Bug that helps hackers to impersonateDate: 25 February 2020 Tags: IT, Mobile & Computers
Researchers have found a serious vulnerability in LTE/4G mobile communication standard that can help hackers impersonate other phone users like taking a streaming service subscription at your expense or publish secret company documents under someone else’s identity.
The vulnerability, which affects virtually all mobile phones, tablets and some connected household appliances, may also hamper investigations of law enforcement agencies because attackers can not only make purchases in the victim’s name but also access websites using the victim’s identity.
Mobile network operators would have to accept higher costs, as the additional protection generates more data during the transmission.
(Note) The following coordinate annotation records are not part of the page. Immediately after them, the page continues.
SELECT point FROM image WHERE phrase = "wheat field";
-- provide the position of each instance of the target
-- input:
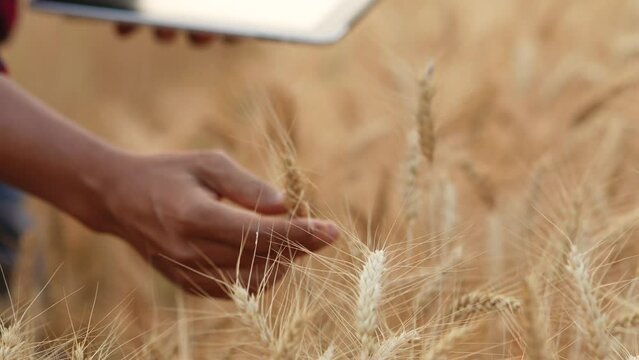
(477, 155)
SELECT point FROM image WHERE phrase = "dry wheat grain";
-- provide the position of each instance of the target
(412, 192)
(624, 323)
(425, 119)
(251, 314)
(390, 347)
(294, 186)
(478, 303)
(329, 353)
(593, 320)
(441, 347)
(370, 292)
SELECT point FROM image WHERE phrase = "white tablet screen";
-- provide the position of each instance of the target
(291, 15)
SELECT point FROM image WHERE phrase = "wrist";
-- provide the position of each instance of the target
(96, 184)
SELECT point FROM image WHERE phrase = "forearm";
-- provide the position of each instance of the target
(47, 156)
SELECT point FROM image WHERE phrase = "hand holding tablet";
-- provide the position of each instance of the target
(307, 21)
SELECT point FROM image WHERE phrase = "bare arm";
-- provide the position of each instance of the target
(167, 207)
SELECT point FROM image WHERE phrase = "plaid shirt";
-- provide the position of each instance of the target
(8, 12)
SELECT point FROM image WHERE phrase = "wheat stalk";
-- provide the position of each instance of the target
(412, 194)
(593, 319)
(535, 327)
(425, 120)
(368, 302)
(13, 345)
(294, 188)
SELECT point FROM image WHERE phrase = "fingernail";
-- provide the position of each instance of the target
(277, 198)
(326, 231)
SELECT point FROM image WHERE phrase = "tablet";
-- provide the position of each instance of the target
(307, 21)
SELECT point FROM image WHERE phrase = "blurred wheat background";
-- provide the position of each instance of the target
(525, 212)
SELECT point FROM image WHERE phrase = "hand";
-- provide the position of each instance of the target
(168, 35)
(170, 209)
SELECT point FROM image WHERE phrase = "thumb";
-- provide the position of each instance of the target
(228, 179)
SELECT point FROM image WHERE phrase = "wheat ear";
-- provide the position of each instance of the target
(12, 344)
(391, 346)
(625, 322)
(368, 302)
(433, 287)
(594, 321)
(478, 303)
(535, 326)
(251, 314)
(412, 194)
(286, 345)
(484, 188)
(440, 348)
(294, 186)
(329, 353)
(425, 119)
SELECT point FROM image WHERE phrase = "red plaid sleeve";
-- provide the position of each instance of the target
(8, 12)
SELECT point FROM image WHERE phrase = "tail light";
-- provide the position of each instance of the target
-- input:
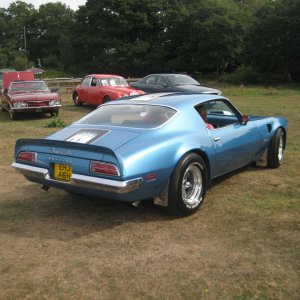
(99, 167)
(27, 156)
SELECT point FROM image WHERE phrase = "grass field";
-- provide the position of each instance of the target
(244, 242)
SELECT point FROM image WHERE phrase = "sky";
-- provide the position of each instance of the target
(73, 4)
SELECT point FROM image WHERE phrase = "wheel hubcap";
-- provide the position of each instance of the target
(192, 186)
(280, 148)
In addition, all mobile phones would have to be replaced and the base station expanded.
The problem is the lack of integrity protection: data packets are transmitted encrypted between the mobile phone and the base station, which protects the data against eavesdropping.
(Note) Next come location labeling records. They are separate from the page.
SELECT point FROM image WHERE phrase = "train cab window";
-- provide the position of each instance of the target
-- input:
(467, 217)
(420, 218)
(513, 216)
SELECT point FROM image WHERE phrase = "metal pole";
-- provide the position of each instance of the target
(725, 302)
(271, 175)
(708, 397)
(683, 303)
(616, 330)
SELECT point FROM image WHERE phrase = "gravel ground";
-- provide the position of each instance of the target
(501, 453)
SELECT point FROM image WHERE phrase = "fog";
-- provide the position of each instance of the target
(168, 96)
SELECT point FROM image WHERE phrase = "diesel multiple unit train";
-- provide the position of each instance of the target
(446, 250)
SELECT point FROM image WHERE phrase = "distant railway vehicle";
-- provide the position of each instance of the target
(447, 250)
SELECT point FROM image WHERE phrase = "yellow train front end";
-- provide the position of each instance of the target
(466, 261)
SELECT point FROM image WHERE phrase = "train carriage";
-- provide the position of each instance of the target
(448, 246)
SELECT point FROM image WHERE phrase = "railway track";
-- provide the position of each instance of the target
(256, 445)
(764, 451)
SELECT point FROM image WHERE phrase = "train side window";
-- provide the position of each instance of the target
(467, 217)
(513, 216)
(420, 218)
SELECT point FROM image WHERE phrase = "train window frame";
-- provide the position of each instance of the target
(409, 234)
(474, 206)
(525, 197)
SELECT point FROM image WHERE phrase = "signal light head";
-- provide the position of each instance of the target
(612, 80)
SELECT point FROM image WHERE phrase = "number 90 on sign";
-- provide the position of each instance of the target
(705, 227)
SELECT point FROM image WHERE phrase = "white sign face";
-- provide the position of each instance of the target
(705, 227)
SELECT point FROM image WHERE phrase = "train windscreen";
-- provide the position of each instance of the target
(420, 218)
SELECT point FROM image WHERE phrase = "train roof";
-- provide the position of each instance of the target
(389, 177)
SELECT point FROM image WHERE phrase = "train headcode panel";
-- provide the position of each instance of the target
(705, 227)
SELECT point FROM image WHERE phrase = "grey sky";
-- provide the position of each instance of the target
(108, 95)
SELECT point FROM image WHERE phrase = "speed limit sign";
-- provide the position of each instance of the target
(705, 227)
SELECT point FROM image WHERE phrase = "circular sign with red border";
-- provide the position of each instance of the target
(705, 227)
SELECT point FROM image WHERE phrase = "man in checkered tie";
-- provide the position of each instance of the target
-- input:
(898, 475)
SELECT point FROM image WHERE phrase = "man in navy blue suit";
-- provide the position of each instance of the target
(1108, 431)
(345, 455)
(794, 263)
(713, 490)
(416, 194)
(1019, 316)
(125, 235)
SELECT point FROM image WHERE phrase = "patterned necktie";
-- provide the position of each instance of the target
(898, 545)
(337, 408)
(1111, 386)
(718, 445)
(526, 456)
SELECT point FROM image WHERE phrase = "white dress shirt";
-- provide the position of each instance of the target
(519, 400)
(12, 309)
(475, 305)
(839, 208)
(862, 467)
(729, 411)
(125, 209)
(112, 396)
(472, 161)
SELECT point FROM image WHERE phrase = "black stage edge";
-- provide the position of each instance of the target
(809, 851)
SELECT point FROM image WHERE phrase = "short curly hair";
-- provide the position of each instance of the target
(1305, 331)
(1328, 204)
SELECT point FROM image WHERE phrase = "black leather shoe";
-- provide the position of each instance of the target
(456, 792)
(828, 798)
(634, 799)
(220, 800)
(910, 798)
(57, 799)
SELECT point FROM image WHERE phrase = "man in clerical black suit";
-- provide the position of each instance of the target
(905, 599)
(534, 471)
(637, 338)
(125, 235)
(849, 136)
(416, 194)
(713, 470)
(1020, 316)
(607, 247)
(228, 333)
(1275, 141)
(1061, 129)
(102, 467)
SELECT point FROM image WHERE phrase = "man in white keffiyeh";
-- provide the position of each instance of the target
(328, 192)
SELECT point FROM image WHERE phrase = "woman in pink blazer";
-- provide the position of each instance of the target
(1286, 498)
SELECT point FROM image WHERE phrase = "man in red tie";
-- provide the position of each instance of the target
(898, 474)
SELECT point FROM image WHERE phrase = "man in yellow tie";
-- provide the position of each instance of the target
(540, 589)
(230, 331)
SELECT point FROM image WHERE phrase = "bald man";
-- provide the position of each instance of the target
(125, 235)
By provoking errors like changing bits from 0 to 1 or from 1 to 0 in the encrypted data packets, the researchers can make a mobile phone and the base station decrypt or encrypt messages.
They not only can convert the encrypted data traffic between the mobile phone and the base station into plain text, but also send commands to the mobile phone, which are then encrypted and forwarded to the provider, such as a purchase command for a subscription.
The hackers trick the mobile phone to assume that the software-defined radio is the benign base station and to the real network, in turn, it looks as if the software-defined radio was the mobile phone.